Apple Suspends Advanced Data Protection Tool in the UK Amid Government Security Demands
The tech company confirms it will withdraw its end-to-end encryption feature following a request for access to user data from the UK government.
Apple has announced the removal of its Advanced Data Protection (ADP) tool from the UK, following a request from the government for access to encrypted user data.
ADP provided end-to-end encryption for a majority of user files uploaded to iCloud, ensuring that only the account holder could access their data.
Earlier in the month, reports indicated that the UK government issued an order under the Investigatory Powers Act 2016, seeking the ability to access fully encrypted files from users of Apple’s services.
In its statement, Apple confirmed it will no longer offer the ADP feature to new users in the UK and will initiate processes to transition existing users away from the tool.
The company expressed disappointment about the unavailability of the protections afforded by ADP, citing the rising number of data breaches and threats to customer privacy.
While Apple has committed to maintaining high levels of security for users, it stressed that it has never created a 'backdoor' or master key to its products and services, a point reiterated in their statement.
Apple clarified that 14 types of data stored on iCloud will still remain end-to-end encrypted, including health records and messages sent through iMessage and FaceTime, which continue to be encrypted on a global scale.
However, experts have voiced concerns that the decision to withdraw ADP could increase vulnerability to cyber threats for UK users.
Dray Agha, a senior manager at cybersecurity firm Huntress, highlighted this move as a reaction to increasing government demands for encrypted user data and warned about the potential implications for privacy on a global scale.

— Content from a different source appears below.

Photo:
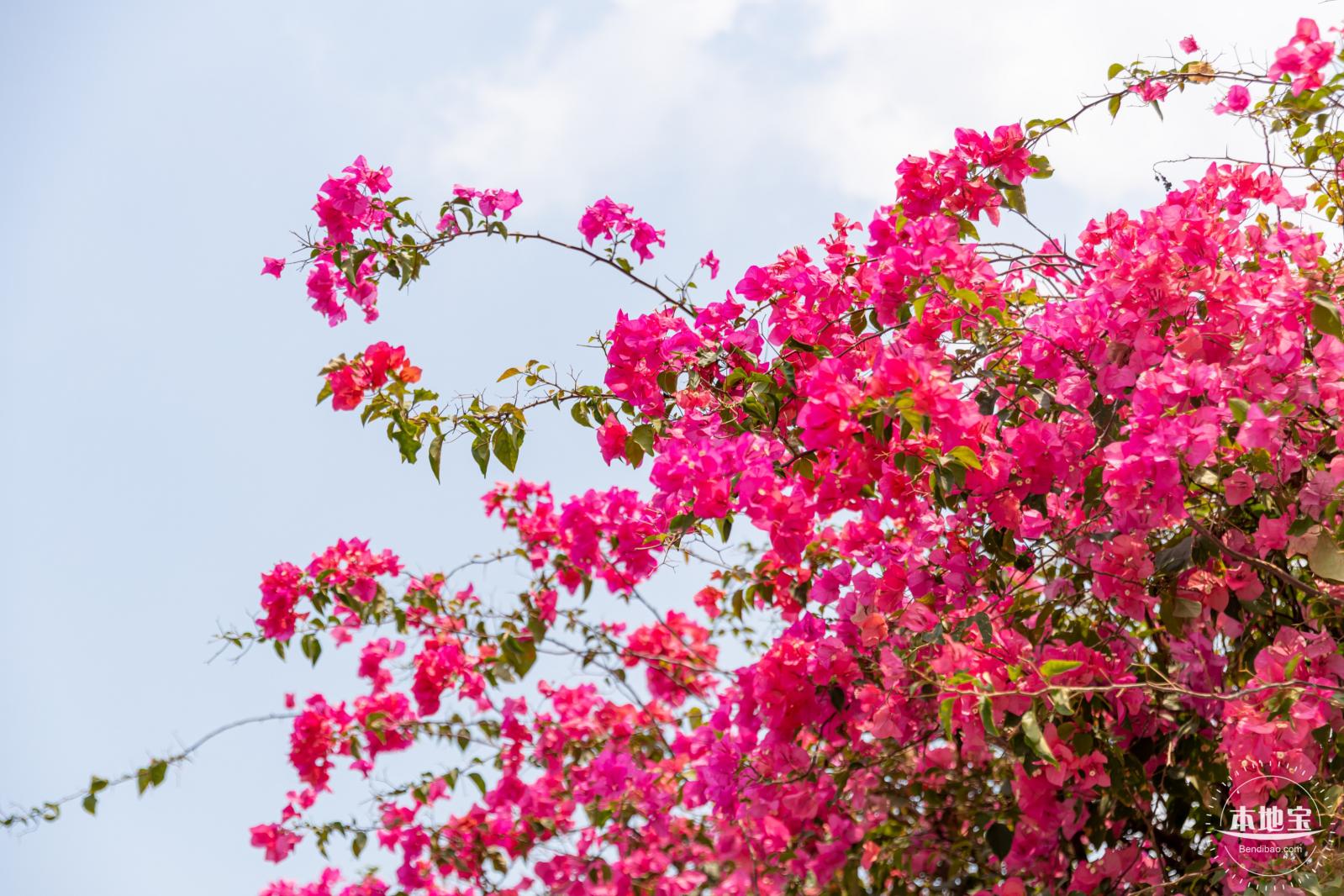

Countering the arguments made in favor of access by some law enforcement agencies, various online safety organizations have raised alarms about the challenges posed by end-to-end encryption.
Rani Govender, policy manager for child safety online at NSPCC, emphasized the need for tech companies to explore alternatives for ensuring user safety, particularly in protecting children from online exploitation.
Govender urged Apple and similar firms to address online risks while also safeguarding user privacy and called on regulatory bodies to enforce such measures.
As the debate continues, the implications of Apple's decision extend beyond the UK, potentially influencing the policies of other tech companies regarding encryption and data protection.
ADP provided end-to-end encryption for a majority of user files uploaded to iCloud, ensuring that only the account holder could access their data.
Earlier in the month, reports indicated that the UK government issued an order under the Investigatory Powers Act 2016, seeking the ability to access fully encrypted files from users of Apple’s services.
In its statement, Apple confirmed it will no longer offer the ADP feature to new users in the UK and will initiate processes to transition existing users away from the tool.
The company expressed disappointment about the unavailability of the protections afforded by ADP, citing the rising number of data breaches and threats to customer privacy.
While Apple has committed to maintaining high levels of security for users, it stressed that it has never created a 'backdoor' or master key to its products and services, a point reiterated in their statement.
Apple clarified that 14 types of data stored on iCloud will still remain end-to-end encrypted, including health records and messages sent through iMessage and FaceTime, which continue to be encrypted on a global scale.
However, experts have voiced concerns that the decision to withdraw ADP could increase vulnerability to cyber threats for UK users.
Dray Agha, a senior manager at cybersecurity firm Huntress, highlighted this move as a reaction to increasing government demands for encrypted user data and warned about the potential implications for privacy on a global scale.
Countering the arguments made in favor of access by some law enforcement agencies, various online safety organizations have raised alarms about the challenges posed by end-to-end encryption.
Rani Govender, policy manager for child safety online at NSPCC, emphasized the need for tech companies to explore alternatives for ensuring user safety, particularly in protecting children from online exploitation.
Govender urged Apple and similar firms to address online risks while also safeguarding user privacy and called on regulatory bodies to enforce such measures.
As the debate continues, the implications of Apple's decision extend beyond the UK, potentially influencing the policies of other tech companies regarding encryption and data protection.